Rimasi seduto davanti l’entrata di casa per ore, sotto la pioggia, fino a quando non arrivò tua nonna, le feci leggere la lettera e, dopo averla letta, si strinse forte a me, piangendo. 

Rimanemmo lì, per ore, con la pioggia a mascherare le nostre lacrime. 

 

Il giorno dopo si venne a sapere del suicidio di un ragazzo, era scritto in un’articolo del quotidiano.

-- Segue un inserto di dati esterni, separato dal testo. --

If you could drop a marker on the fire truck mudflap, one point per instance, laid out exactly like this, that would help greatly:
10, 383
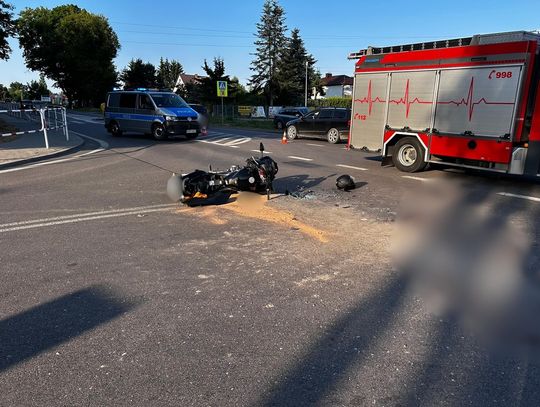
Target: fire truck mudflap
469, 102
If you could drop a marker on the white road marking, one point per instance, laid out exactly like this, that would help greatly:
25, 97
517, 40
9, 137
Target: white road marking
351, 167
416, 178
84, 219
224, 141
220, 140
79, 215
299, 158
527, 197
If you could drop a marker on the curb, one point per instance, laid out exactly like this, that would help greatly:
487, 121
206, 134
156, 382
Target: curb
42, 157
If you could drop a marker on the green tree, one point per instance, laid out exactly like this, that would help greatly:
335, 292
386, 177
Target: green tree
17, 91
36, 89
205, 89
270, 42
291, 71
168, 73
139, 74
73, 47
8, 28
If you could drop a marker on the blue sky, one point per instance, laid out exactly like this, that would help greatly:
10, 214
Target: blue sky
191, 31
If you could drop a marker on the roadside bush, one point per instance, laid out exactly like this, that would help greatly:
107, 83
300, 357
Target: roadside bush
331, 102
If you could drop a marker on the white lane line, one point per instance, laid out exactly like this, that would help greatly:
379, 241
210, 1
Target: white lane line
236, 141
81, 215
351, 167
527, 197
416, 178
76, 220
299, 158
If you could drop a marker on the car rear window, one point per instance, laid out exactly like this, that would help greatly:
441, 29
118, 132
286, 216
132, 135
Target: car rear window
326, 114
127, 100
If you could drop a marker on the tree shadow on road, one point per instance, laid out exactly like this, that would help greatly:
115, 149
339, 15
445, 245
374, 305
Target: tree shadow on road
299, 182
29, 333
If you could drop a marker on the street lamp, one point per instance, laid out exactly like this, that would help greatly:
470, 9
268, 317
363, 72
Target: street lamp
307, 62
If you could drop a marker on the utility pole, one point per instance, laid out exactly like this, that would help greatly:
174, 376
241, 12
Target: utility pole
306, 84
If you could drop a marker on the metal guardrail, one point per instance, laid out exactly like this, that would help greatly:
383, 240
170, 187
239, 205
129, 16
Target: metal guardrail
51, 118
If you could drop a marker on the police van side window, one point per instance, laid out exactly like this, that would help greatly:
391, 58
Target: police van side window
114, 99
145, 103
127, 100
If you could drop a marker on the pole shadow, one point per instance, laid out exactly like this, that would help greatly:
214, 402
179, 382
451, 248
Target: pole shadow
34, 331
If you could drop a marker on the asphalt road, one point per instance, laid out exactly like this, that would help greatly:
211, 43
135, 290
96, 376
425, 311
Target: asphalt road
112, 296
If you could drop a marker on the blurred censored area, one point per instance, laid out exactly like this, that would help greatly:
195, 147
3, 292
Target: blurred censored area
472, 255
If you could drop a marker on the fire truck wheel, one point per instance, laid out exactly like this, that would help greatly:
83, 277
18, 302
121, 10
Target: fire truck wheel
292, 133
408, 155
158, 132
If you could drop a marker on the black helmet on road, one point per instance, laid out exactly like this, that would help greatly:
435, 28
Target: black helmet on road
345, 182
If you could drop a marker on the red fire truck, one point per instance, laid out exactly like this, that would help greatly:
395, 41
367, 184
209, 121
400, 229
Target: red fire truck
467, 102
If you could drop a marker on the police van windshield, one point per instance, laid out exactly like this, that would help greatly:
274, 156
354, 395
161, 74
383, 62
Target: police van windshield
168, 100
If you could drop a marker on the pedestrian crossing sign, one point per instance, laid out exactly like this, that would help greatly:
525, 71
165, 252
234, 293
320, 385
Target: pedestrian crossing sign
222, 89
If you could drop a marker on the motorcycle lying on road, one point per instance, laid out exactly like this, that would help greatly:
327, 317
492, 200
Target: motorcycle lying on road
210, 187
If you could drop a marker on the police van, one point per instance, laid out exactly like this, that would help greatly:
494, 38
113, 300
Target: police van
161, 114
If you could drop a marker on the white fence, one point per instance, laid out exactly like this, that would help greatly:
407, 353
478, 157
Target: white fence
50, 118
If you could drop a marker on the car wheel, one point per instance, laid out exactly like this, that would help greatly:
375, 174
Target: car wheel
292, 132
333, 136
158, 132
115, 129
408, 155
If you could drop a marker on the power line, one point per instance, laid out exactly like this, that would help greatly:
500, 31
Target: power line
226, 46
181, 28
252, 33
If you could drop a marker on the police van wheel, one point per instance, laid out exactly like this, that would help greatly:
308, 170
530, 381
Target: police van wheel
408, 155
158, 132
115, 129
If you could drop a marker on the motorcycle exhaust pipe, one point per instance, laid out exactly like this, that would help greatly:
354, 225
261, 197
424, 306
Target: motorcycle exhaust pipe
175, 188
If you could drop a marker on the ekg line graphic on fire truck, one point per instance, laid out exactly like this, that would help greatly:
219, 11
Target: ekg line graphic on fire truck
469, 102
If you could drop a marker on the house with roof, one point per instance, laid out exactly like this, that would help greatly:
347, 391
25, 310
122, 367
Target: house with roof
336, 86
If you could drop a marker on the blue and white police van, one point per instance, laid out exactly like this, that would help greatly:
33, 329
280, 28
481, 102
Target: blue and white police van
161, 114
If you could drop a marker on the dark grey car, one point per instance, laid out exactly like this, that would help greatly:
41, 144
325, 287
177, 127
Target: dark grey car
329, 123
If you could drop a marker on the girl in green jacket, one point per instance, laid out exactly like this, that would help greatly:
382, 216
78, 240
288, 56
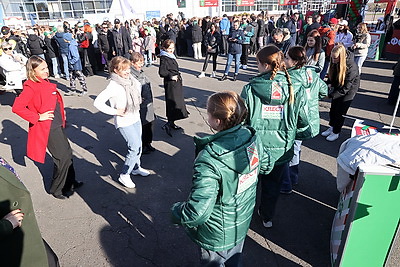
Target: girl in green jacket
276, 111
218, 212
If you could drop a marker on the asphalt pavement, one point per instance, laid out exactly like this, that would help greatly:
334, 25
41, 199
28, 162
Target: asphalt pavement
106, 224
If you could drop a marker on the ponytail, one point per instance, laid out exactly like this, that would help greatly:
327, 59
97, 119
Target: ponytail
291, 90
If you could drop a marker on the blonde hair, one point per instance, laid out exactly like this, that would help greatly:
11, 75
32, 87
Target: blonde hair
228, 107
339, 68
31, 65
118, 64
363, 27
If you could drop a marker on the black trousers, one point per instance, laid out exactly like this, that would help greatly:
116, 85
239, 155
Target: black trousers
147, 133
270, 189
245, 54
339, 107
63, 173
208, 55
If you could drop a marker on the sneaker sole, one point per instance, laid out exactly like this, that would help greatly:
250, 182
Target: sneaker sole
119, 179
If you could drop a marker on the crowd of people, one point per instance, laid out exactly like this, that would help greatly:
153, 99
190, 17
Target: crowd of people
258, 133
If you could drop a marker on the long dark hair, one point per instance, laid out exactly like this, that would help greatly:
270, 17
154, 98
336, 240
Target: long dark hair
298, 53
273, 56
318, 43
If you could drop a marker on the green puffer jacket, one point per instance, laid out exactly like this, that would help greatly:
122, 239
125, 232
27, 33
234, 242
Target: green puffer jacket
277, 123
315, 89
218, 211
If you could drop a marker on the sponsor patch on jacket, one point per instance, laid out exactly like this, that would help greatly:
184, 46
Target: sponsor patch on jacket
252, 154
276, 92
247, 180
309, 76
272, 112
308, 93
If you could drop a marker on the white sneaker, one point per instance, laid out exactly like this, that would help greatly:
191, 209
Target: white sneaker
327, 132
125, 179
267, 224
140, 171
332, 137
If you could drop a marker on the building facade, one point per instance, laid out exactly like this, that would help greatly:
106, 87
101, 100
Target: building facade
53, 10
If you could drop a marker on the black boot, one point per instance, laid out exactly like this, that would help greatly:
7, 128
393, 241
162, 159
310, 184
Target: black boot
167, 128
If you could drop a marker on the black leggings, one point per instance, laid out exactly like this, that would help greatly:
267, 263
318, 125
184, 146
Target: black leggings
208, 55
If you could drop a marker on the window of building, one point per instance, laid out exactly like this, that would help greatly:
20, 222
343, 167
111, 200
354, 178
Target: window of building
99, 5
30, 7
68, 15
88, 5
66, 6
77, 6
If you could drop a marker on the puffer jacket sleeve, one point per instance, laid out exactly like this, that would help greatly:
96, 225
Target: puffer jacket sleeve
20, 106
200, 204
303, 131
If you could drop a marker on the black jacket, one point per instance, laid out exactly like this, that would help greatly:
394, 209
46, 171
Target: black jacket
197, 35
126, 40
261, 28
235, 40
213, 40
105, 41
52, 50
35, 44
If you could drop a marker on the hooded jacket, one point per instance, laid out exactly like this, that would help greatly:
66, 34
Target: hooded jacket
73, 53
235, 47
218, 212
35, 44
225, 26
315, 89
63, 45
249, 29
277, 122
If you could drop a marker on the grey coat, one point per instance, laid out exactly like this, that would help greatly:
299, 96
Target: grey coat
146, 107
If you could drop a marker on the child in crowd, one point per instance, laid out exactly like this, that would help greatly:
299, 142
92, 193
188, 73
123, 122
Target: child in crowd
149, 47
75, 67
218, 212
123, 94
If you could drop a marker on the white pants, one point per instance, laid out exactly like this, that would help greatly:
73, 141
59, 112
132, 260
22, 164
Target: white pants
197, 50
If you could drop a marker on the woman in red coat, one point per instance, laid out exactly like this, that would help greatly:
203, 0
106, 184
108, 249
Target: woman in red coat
42, 106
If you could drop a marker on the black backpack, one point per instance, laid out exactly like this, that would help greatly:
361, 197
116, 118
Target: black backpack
325, 40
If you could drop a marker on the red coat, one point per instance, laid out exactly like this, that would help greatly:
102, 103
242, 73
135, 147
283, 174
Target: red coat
331, 34
37, 98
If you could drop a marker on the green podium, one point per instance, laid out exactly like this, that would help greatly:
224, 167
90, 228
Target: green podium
366, 230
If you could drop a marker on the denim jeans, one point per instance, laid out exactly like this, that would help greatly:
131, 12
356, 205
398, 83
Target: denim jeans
56, 68
133, 137
270, 190
290, 176
359, 60
229, 62
65, 64
231, 257
325, 68
148, 58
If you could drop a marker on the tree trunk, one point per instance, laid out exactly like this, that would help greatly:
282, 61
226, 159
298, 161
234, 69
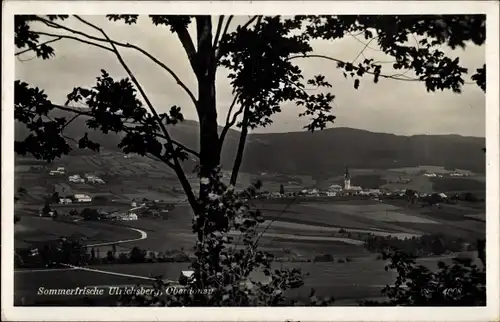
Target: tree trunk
241, 147
207, 112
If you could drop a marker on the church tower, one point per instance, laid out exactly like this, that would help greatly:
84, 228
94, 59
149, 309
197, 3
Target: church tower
347, 179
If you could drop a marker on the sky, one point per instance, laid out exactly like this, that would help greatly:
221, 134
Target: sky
390, 106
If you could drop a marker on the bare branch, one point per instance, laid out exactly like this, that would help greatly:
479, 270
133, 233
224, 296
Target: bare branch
362, 50
241, 146
125, 45
396, 77
176, 165
226, 28
250, 21
219, 28
187, 43
244, 126
44, 43
73, 38
362, 42
229, 122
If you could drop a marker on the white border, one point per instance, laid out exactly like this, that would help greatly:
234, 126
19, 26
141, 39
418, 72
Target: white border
491, 312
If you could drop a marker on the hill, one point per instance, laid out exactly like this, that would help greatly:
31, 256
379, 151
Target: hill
320, 153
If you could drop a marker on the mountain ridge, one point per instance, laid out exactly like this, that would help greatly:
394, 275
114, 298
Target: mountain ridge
320, 153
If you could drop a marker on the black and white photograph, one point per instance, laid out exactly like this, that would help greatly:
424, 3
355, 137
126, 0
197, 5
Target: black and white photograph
294, 157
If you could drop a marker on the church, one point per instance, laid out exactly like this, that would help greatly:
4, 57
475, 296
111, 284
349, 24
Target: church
347, 183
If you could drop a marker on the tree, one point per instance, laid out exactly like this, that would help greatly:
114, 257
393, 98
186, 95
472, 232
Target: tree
260, 56
461, 284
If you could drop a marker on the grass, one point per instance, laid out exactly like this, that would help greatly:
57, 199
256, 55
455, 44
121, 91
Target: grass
458, 184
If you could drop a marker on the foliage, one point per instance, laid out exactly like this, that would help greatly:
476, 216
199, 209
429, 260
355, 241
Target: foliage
459, 284
259, 57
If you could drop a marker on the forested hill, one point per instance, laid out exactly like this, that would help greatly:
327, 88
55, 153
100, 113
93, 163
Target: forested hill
322, 152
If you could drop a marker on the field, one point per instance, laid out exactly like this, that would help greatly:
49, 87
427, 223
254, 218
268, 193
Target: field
304, 228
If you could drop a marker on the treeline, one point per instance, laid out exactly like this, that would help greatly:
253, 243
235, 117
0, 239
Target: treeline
432, 244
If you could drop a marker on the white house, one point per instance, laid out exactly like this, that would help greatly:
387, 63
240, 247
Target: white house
335, 188
129, 216
65, 201
90, 178
80, 197
76, 178
442, 195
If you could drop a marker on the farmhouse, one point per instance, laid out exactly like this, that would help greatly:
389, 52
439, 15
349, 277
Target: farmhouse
335, 188
65, 201
80, 197
76, 178
128, 216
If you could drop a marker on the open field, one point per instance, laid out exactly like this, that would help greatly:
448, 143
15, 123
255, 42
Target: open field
347, 282
306, 228
32, 230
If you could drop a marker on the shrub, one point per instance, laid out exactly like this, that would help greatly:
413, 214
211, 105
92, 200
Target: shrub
459, 284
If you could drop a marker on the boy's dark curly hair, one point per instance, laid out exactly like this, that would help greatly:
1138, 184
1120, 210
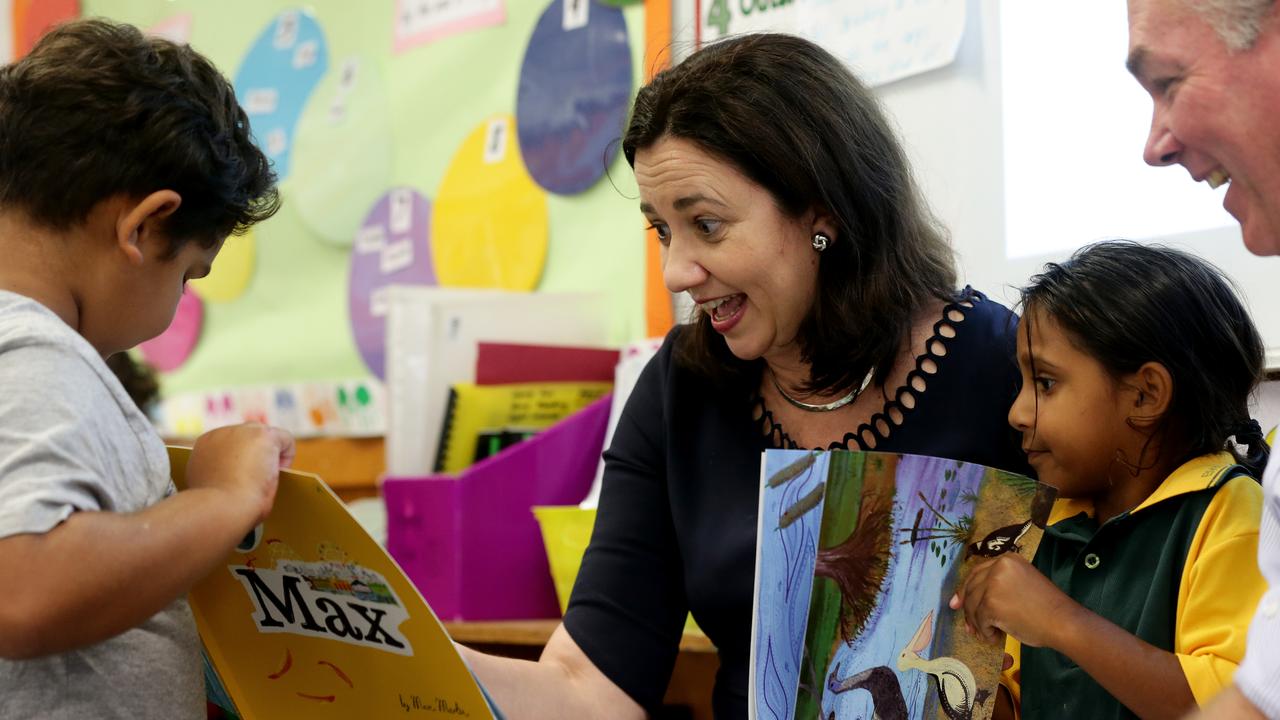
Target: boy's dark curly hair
97, 109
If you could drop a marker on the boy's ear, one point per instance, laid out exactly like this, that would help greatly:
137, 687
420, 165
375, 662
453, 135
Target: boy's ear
1152, 388
141, 220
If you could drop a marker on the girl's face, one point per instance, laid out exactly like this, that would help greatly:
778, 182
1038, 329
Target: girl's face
1070, 410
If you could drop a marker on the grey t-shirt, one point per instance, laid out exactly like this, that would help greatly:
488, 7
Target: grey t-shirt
72, 440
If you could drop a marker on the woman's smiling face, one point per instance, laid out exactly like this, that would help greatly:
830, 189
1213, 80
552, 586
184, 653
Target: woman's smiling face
727, 244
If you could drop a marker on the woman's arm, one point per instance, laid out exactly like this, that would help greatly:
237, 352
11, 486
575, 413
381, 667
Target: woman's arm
563, 683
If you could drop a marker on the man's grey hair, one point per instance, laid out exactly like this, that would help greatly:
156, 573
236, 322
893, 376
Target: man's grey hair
1237, 22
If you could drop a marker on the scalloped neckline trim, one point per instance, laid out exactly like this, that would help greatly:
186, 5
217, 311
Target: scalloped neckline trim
881, 425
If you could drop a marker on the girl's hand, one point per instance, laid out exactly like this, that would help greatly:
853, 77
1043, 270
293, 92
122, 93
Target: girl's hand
1009, 595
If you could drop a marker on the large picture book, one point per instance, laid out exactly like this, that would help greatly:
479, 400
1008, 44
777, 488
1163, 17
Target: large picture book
858, 557
310, 618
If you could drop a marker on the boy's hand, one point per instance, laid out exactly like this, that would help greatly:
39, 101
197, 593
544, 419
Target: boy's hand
1009, 595
243, 460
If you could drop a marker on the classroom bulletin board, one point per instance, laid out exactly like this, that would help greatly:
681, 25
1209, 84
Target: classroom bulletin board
417, 141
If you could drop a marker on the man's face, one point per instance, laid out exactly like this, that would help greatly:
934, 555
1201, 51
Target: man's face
1216, 112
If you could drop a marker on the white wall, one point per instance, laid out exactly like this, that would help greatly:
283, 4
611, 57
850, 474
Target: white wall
952, 127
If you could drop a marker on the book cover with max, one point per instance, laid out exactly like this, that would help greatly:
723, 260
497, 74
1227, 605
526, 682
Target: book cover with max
310, 618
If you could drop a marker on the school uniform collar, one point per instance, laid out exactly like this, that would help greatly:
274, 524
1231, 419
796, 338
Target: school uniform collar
1196, 474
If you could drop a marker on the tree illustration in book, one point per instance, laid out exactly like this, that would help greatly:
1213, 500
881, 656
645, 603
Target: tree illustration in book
858, 556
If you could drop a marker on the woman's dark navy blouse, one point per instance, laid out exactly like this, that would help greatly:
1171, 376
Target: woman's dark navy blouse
677, 516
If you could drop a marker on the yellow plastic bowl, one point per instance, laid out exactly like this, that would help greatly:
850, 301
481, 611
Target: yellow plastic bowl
566, 532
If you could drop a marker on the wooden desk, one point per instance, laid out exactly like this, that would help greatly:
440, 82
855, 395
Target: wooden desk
351, 466
689, 696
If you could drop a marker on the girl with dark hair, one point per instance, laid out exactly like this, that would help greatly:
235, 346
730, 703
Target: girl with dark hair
826, 317
1137, 363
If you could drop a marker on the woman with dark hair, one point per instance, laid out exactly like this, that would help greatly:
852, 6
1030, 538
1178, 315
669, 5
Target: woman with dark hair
826, 317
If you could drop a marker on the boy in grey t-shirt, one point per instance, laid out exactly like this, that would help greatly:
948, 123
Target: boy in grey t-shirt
124, 163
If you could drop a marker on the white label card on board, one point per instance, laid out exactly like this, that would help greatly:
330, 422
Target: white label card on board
370, 240
402, 212
286, 30
277, 141
350, 71
305, 54
496, 141
261, 100
379, 302
576, 13
396, 256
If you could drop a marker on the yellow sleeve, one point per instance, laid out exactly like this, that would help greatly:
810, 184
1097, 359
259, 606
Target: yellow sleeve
1220, 588
1013, 678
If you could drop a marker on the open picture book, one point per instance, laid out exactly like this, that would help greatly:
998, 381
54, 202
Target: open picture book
858, 557
310, 618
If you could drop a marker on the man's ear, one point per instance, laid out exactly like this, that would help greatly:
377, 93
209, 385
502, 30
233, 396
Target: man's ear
1151, 392
140, 222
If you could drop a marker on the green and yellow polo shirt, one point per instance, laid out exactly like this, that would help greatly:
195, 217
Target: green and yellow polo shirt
1179, 572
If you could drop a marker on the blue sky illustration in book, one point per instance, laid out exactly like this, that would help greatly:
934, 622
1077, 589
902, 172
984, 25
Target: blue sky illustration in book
859, 554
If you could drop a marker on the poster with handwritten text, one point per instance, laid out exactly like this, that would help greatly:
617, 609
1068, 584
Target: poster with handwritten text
880, 40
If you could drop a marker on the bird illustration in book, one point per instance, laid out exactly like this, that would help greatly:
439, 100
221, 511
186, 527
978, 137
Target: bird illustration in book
887, 701
954, 680
1000, 541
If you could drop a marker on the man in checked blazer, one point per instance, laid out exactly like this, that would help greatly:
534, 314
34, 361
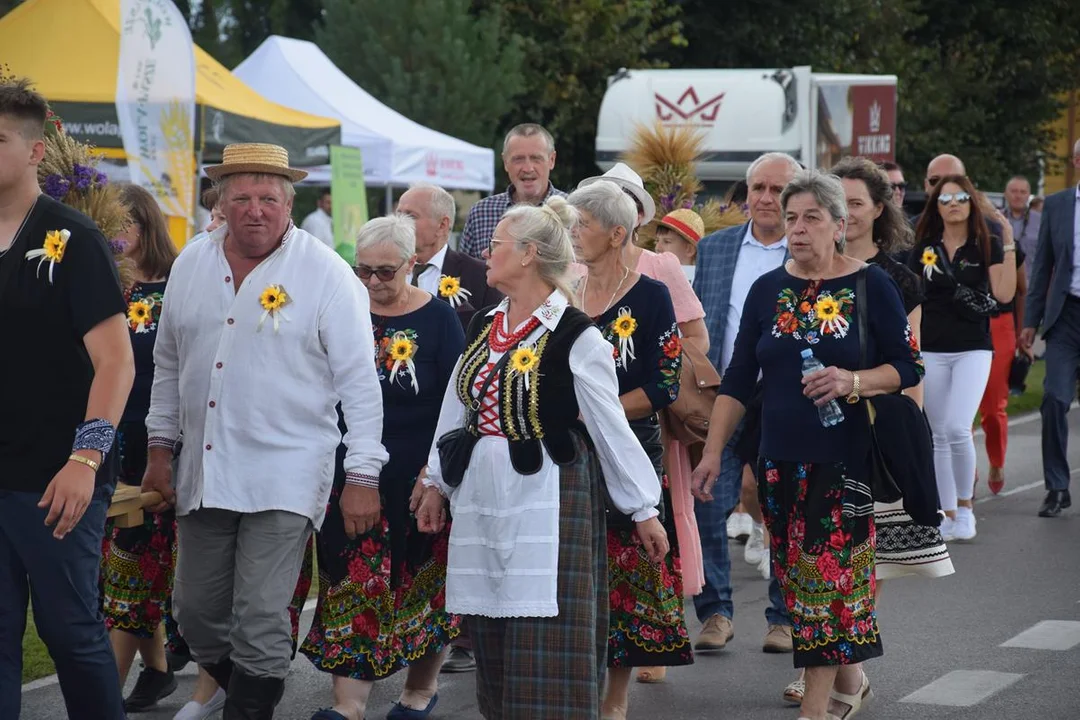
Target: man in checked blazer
1053, 302
728, 263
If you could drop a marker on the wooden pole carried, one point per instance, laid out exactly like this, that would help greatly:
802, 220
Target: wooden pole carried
129, 502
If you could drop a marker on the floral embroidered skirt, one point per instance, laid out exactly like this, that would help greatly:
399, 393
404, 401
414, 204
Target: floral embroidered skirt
137, 564
647, 623
378, 610
823, 544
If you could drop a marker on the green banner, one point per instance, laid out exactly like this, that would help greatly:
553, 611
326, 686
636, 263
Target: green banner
349, 195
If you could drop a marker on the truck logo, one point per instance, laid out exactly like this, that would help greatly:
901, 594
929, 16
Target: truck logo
703, 112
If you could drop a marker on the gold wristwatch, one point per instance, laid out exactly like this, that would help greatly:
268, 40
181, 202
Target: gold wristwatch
855, 385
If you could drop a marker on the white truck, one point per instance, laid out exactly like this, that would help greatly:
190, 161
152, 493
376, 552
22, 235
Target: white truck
817, 118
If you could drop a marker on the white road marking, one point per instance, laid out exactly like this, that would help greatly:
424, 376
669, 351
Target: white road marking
1048, 635
962, 688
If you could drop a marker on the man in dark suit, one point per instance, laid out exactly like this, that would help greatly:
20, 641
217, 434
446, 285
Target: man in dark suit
1053, 303
449, 275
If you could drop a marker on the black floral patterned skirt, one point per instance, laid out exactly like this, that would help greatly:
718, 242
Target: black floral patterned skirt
381, 595
823, 544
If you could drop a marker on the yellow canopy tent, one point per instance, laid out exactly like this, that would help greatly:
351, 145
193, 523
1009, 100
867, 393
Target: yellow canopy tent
70, 49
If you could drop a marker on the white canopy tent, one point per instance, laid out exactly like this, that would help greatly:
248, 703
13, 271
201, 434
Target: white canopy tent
396, 151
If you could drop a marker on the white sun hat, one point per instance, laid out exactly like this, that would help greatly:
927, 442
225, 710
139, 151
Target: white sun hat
631, 181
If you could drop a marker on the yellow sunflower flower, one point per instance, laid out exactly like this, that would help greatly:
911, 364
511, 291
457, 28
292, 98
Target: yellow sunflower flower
273, 298
624, 326
524, 360
448, 287
401, 349
826, 309
55, 245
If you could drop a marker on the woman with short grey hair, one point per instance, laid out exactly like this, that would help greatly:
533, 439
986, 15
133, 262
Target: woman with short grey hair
381, 600
799, 331
647, 625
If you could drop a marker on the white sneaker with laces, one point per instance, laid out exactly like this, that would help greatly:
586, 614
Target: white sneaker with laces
755, 545
963, 529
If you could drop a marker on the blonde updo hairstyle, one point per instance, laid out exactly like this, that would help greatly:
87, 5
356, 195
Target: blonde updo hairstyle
548, 229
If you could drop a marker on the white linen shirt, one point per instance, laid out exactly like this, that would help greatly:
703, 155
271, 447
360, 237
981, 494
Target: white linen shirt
755, 259
503, 549
257, 406
429, 279
320, 225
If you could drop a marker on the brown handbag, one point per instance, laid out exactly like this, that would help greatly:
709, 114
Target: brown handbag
687, 418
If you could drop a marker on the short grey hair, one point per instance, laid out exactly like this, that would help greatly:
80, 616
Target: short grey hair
442, 202
397, 230
528, 130
286, 185
609, 204
827, 191
772, 157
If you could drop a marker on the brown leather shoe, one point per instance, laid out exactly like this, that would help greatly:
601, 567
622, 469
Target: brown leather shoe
715, 634
778, 639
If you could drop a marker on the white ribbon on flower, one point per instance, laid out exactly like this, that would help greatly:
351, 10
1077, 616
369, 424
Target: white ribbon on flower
407, 362
41, 253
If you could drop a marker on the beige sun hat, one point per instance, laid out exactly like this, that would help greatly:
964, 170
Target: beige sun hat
631, 181
255, 158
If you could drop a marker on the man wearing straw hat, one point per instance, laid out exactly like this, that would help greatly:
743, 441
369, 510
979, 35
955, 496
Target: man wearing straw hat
265, 329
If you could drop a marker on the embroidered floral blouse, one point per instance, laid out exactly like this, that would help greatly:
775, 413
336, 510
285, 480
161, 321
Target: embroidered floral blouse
785, 314
645, 341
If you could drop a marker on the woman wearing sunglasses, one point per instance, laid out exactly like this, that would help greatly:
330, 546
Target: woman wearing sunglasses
381, 599
963, 267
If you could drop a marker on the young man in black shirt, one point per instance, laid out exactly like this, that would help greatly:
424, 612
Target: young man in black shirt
65, 372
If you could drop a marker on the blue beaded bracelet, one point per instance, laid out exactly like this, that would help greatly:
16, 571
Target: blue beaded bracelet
94, 435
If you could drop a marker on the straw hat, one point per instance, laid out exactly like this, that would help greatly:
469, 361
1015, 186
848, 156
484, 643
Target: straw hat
255, 158
685, 222
631, 181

Non davano informazioni specifiche, tutto quello che diceva era che un ragazzo che soffriva di depressione da anni, era stato trovato morto nella sua stanza, il corpo sarebbe stato sepolto la settimana successiva.

Nessuno nella scuola rimase scosso dalla notizia, alcuni, addirittura, furono capaci di deridere tale comportamento, io rimasi immobile ad ascoltare ogni singolo commento che venne fatto e alla fine, mi alzai e tornai a casa.

Il giorno del funerale eravamo in pochi, io, la mia ragazza e i genitori di Ben.

Rimanemmo tutti in silenzio fino alla fine della messa, quando ci fu il momento dell’ultimo saluto, tua nonna mi chiese se ero sicuro di volerlo vedere, gli feci cenno con la testa e andai alla bara.

Era la, sdraiato in quel pezzo di legno coi cuscini, vestito di tutto punto per l’occasione, sul suo volto era stampato un sorriso, quel sorriso che mi aveva accompagnato per anni durante gli anni migliori della mia vita, iniziai a piangere, mi avvicinai al suo orecchio e sottovoce gli sussurai un grazie. 

Alzai la testa e me ne andai con la mia ragazza. 

Nel viaggio di ritorno guidava tua nonna, io rimasi attaccato tutto al tempo con la testa sul finestrino, in silenzio, chiusi gli occhi e rividi ogni istante passato con lui, ogni momento bello e divertente che avevamo vissuto insieme.

Iniziai a ridere e quando riaprì gli occhi, le lacrime scesero giù dal mio volto, ma il sorriso non scomparve. 

 

Portai per sempre con me il suo ricordo e, lo porto ancora adesso, a distanza di decenni, ora che sono così vecchio.

 

Il ragazzo abbracciò suo nonno e lo ringraziò per la storia, lo guardò negli occhi e, con un tono triste, ma trattenuto, gli confidò. 

“Anch’io spero di trovare un’amico come Ben”

“Ne sono sicuro” 

Disse il vecchio, poi il ragazzo corse a giocare fuori e l’anziano chiuse gli occhi con uno splendido sorriso.

Ripensando al suo amico, era sempre felice.